Profile Image for Kevin.
1,103 reviews56 followers
June 2, 2018
A fascinating look at our second president. I listened to this on audio book and have to confess some of the philosophical angles were hard to process while listening on my daily walk or in the car which is why it took me so long to finish. Need larger chunks of time to enjoy this one methinks. But a great overview of Adams' approach to government and how that often served him poorly in politics. Thought provoking reconsideration of Adams versus Jefferson in the conclusion. I don't know enough about the debates among scholars to know which side I fall on but found it interesting.
Profile Image for James Kingman.
188 reviews4 followers
May 19, 2022
Its not only hist’ry but theory
Though often the reading is eerie
The fight from then,
Original sin,
Is making us moderners weary.

More than most of the books in this series, and more than other short portraits of Adams, this slim volume crystalizes the political theory of the second president. He is generally under-regarded for his influence and ideas since he was not the most colorful in word or deed, but his steadfastness and cool assessment of long-term political dynamics stands out among the founders. He was not a political practitioner, but a statesman.
Profile Image for Brian.
136 reviews
October 30, 2023
Chapters 2 & 3 feel like they belong in a political science textbook rather than a popular biography. The book also spends a significant amount of ink on Thomas Jefferson, which would be fine in a different context, but the concept of this series of books is to present popular biographies of each individual president. Overall, this is not the greatest biography of Adams that I have read and it is not the best in this series of presidential biographies either.
Profile Image for Linda.
2,174 reviews
August 29, 2017
A brief biography of John Adams, which focuses less on the details of Adams' private life, and more on his philosophy of government, and his differences with Thomas Jefferson and Alexander Hamilton. Average, and just a little bit boring if one does not particularly care about 18th-century politics.
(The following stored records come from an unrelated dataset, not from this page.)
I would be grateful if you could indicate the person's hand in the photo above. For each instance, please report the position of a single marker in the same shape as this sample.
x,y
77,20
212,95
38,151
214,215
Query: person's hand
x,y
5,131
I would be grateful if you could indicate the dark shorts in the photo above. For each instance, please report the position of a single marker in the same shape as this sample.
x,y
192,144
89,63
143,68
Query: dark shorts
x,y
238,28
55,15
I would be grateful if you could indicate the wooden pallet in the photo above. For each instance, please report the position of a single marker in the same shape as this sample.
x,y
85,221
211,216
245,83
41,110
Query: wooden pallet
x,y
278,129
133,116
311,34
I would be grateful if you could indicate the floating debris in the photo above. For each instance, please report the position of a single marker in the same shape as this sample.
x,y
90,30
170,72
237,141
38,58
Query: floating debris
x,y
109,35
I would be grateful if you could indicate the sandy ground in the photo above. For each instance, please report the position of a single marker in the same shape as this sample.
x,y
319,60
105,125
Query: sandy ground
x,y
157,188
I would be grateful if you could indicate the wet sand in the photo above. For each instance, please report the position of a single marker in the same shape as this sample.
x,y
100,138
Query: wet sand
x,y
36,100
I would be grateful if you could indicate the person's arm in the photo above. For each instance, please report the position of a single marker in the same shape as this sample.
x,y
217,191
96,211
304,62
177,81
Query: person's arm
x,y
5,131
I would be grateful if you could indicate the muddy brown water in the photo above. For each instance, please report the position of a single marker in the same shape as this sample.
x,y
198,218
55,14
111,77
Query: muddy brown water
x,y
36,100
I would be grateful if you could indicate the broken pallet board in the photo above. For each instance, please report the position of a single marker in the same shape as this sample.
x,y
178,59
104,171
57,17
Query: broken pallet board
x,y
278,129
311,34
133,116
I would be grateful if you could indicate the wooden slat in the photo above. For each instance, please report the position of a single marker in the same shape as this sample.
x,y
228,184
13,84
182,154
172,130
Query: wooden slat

Profile Image for Elyzabeth Schneider.
7 reviews1 follower
November 20, 2017
It’s a good overview of the life of John Adams. It does seem to skip around a little bit on the dates but over all it’s a good overview—-I would read a full biography in addition to this one while a biography adds details of how Adams reacts to people this book dove into his thoughts and philosophies but the two go hand in hand nicely.

It does mention Jefferson quite a bit for a John Adams Bio.
Profile Image for Laurie.
1,764 reviews43 followers
February 26, 2019
I’m glad I picked up these short bios. I enjoyed how much of Adams’ own words were used in this, and there was an interesting section that covered his philosophical writings in a way none of the longer bios has done. If one were to choose just a single bio to read on Adams, this really shouldn’t be it, but it’s a nice addition to other bios.
Profile Image for James P.
247 reviews2 followers
March 24, 2017
A third of the book is on political theory and is a little dense in a volume this size. Does a good job of defending Adams as a political theorist and explaining why his presidency is viewed by many as a failure. Good complement to Appleby's Jefferson, also in the series. Would recommend it.
17 reviews
Read
March 28, 2020
Even though I live one town away from Adams's home, I knew nothing about him. Might have to read the BIG biography at some point. What an interesting man! We used to have real thinkers in the White House. Sigh.
591 reviews3 followers
May 13, 2022
A bit of an apologia but interesting none the less. I wish we expended as much energy on leadership for positive change now as seems to be committed toward creating and arguing over new narratives and dramatics for the “founding fathers”.